Lu Feng menatapku, lalu menggerakkan bibirnya. Melihat itu aku buru-buru berbicara. "Tunangan, bagaimana kabar tunanganmu?".

Dia tertegun dan mengangguk dengan kaku. Aku melanjutkan dengan cepat seolah-olah aku sedang berbicara pada diri sendiri. "Dia sangat cantik dan memiliki latar belakang keluarga yang baik. Dia pasangan yang cocok untukmu. Aku melihat beritanya. Upacara pertunangannya sungguh meriah... Kamu akan segera menikah, Ingatlah untuk mengundangku, bagaimanapun juga, kita... Pernah berteman, bahkan aku sudah menabung untuk membeli hadiah pernikahanmu... Tentu saja, aku juga tidak akan lupa memberimu undangan kalau aku menikah kelak, jadi kamu harus menghargainya...".

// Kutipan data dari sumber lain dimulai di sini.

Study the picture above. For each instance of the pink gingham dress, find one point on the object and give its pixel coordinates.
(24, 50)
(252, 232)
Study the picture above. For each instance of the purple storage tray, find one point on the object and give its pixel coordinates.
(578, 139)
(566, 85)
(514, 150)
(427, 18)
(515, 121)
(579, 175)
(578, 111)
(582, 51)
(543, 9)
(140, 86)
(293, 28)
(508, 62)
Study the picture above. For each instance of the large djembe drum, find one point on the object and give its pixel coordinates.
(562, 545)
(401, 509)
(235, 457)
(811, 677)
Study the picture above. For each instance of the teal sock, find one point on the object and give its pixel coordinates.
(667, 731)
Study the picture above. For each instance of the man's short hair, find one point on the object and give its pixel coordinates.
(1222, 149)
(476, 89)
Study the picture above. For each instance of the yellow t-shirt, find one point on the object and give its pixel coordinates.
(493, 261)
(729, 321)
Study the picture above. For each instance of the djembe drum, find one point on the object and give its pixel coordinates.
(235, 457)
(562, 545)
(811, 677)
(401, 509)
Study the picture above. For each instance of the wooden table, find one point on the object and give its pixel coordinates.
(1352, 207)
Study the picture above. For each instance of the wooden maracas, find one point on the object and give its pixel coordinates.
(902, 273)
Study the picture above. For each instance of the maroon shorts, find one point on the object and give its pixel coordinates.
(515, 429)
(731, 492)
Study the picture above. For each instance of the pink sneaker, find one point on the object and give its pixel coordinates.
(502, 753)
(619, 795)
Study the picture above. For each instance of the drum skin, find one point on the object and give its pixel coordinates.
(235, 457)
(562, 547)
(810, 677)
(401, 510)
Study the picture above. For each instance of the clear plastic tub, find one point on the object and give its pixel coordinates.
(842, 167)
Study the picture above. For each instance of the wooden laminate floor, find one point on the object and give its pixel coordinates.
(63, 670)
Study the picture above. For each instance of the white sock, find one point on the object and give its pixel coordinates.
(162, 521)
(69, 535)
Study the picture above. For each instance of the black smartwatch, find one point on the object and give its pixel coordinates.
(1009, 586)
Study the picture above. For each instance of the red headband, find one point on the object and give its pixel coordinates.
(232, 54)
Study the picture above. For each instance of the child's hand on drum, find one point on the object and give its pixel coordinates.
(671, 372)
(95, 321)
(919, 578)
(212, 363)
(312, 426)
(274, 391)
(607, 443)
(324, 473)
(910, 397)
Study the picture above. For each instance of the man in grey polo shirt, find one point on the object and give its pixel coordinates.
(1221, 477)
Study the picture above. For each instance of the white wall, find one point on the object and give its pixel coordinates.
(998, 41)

Aku sendiri bahkan tidak tahu apa yang aku bicarakan itu.

"Kamu punya pacar?".

Bagaimana aku bisa menjawabnya, dia sedang bahagia, sedangkan aku masih sendiri, seorang gay yang tertutup, trauma, dan tidak ada yang mau mencintaiku.

"Ya". Aku tersenyum seperti orang bodoh.

"Oh… Apa dia gadis yang berambut panjang tadi, yang satu departemen denganmu?".

Aku tidak bisa mengeluarkan suara yang jelas, aku hanya bisa tersenyum bodoh dan mengangguk.